Strong first quarter earnings have sent Netflix shares soaring this week.
The streaming media giant’s shares jumped by 24 per cent to $216 (£140) after it announced positive news during its earnings call for the first quarter of 2013. The company said it gained three million subscribers worldwide during the first three months of the year, with two-thirds of those new customers based in the US.
Netflix brought in revenue of $1.02 billion (£670 million) during the quarter - the first time it’s passed the $1 billion (£660 million) milestone. The company posted profits of $3 million (£2 million) on that revenue, an amount that may strike as miniscule but marks a considerable improvement from the $5 million (£3.3 million) loss it recorded during the same period last year.
Netflix executives were eager to boast about the company’s move into original programming, which they credited with part of its first quarter success.
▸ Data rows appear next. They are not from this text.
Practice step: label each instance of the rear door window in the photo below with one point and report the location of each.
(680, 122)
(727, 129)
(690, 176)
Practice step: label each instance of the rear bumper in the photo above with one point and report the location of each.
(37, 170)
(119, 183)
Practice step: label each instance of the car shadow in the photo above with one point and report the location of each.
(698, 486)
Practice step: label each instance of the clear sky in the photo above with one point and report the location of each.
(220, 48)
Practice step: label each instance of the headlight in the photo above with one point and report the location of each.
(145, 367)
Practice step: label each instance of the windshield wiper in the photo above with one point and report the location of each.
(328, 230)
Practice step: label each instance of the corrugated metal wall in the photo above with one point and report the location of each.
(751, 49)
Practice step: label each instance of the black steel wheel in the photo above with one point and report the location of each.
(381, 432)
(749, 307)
“The launch of ‘House of Cards’ provided a halo effect on our entire service,” wrote Netflix chief executive Reed Hastings and chief financial officer David Wells in a letter to shareholders. Customer response to the show “increased our confidence in our ability to pick shows Netflix members will embrace and to pick partners skilled at delivering a great series,” the pair added.
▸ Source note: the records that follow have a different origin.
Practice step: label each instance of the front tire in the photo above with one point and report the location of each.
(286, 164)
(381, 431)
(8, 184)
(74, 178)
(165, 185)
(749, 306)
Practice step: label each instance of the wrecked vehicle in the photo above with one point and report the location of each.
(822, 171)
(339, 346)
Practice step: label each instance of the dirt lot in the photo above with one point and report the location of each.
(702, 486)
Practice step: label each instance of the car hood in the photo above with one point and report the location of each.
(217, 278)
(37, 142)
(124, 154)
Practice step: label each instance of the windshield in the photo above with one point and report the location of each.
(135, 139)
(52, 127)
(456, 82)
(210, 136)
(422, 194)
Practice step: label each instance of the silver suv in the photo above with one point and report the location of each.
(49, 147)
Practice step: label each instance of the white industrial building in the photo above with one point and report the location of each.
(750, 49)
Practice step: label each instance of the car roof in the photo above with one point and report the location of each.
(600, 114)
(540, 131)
Netflix also introduced a new family-style subscription option designed to counter the potential losses caused by password sharing. For a $12 (£8) per month, US customers will be able to use a single account to simultaneously stream content to four different devices. Under the current plan, which costs $8 (£5.25) in the US and £6 in the UK, users are entitled to two simultaneous streams.
There’s no word yet on whether the family plan will be limited to the US or whether we can expect to see it here in the UK and in other international markets, too.